Should $\Lambda^n_i$ really be defined for $n = 0$? Also, strictly following construction 1.1.2.9, we would have $\Lambda^0_0 = \emptyset = \partial \Delta^0$.

[Typo:] In Exercise 1.1.2.14: "$(f : \mathbf{\Lambda^n_i} \to S_{\cdot}) \mapsto ...$"

Oops; that's right, the horn of the 0-simplex should be empty. Thanks!

So I guess the idea is that though normally (coming from traditional geometry) a simplex is identified only with all faces/edges/points/etc. contained in it, here a standard n-simplex consists of all things that can be embedded in it, included ways of collapsing higher-dimensional simplices onto it. That's a lot of extra parts! Interesting to see where this goes as I read further....

Wait, I got it backwards. $\Delta^n$ is $hom(-,[n])$ can be thought of as "ways of embedding an n simplex in other simplices". And so the yoneda statement is something like

"a way of going from 'generic ways of embedding an n-simplex' to 'a concrete realization of various simplices' is the same as specifying a particular concrete n-simplex . "

(I'm trying to keep my geometric intuition alive as I work through...)

In Construction 1.1.2.9 (The Horn $\Lambda_i^n$): A remark should be added explaining that $\Lambda_i^n$ is the subfunctor of $\Delta^n$ generated by the maps $\delta^0, \dots, \delta^{i-1}, \delta^{i+1},\dots, \delta^n: [n-1]\to [n]$. Then it would be more clear why a morphism of simplicial sets $\alpha: \Lambda_i^n\to S_\bullet$ can be determined by saying where $\alpha$ sends the generators $\delta^0, \dots, \delta^{i-1}, \delta^{i+1}, \dots, \delta^n$.

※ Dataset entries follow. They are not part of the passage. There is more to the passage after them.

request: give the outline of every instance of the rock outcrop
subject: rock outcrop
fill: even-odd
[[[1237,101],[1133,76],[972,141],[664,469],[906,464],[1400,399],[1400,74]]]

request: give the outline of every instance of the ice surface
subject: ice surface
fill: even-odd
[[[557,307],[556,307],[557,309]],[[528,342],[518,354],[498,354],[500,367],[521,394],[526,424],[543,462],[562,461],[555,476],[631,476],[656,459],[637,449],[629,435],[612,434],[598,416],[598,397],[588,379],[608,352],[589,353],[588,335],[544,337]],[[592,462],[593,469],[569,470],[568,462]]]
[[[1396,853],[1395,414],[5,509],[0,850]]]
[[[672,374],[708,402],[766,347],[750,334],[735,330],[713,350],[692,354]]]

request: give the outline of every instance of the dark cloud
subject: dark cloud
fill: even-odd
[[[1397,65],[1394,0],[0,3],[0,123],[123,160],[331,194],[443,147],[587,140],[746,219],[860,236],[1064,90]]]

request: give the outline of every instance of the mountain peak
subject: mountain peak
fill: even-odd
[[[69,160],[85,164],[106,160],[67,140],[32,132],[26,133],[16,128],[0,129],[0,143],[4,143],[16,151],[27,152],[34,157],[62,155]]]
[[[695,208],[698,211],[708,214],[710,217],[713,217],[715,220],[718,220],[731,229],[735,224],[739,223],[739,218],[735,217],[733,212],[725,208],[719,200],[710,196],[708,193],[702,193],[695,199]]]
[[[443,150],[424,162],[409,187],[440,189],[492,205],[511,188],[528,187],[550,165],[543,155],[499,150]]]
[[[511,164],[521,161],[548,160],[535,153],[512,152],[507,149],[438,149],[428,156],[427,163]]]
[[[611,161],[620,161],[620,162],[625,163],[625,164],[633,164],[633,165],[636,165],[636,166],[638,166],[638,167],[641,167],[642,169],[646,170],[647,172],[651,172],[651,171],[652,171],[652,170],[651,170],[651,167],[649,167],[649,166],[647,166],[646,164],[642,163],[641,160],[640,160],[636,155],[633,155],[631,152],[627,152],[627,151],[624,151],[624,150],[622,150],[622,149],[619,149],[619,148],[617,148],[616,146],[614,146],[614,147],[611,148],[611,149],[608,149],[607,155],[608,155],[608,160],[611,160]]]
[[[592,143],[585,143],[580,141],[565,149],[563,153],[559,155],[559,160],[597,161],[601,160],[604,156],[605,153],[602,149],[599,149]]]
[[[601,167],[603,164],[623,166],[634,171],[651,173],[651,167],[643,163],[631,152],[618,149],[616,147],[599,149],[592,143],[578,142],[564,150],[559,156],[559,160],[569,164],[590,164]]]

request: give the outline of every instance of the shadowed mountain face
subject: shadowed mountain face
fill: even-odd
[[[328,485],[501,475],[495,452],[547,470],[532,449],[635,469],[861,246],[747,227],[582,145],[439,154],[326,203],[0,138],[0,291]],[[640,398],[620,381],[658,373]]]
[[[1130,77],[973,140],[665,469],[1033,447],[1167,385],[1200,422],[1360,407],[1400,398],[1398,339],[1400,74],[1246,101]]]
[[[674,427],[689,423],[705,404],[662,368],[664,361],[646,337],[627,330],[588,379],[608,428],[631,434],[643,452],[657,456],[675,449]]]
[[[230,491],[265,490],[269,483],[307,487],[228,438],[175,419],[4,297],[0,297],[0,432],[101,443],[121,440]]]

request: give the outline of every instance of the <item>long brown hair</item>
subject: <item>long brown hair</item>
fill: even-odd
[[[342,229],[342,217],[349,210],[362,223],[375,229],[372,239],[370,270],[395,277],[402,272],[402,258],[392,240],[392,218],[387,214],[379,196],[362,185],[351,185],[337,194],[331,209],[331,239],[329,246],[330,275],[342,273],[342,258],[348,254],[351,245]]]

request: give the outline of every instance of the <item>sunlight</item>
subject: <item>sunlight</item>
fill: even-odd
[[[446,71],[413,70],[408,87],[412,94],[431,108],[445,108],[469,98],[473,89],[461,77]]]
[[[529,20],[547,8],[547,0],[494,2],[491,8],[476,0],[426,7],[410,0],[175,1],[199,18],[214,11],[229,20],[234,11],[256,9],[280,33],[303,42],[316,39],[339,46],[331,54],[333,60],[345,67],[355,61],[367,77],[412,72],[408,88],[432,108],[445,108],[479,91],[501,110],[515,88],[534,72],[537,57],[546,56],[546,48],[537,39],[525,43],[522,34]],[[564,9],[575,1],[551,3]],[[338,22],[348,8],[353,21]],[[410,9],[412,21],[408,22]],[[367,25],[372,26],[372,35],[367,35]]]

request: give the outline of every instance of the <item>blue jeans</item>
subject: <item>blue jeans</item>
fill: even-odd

The set inclusion $[n]\nsubseteq\alpha([m])\cup\{i\}$ in the construction of horns (Construction 1.1.1.9, or Tag 000U) should be replaced by $\alpha([m])\cup\{i\}\subsetneq[n]$.

What is the definition of vertex in Example 1.1.2.5?

I apologize for the previous question: I had overseen the definition of vertices in Definition 1.1.1.12.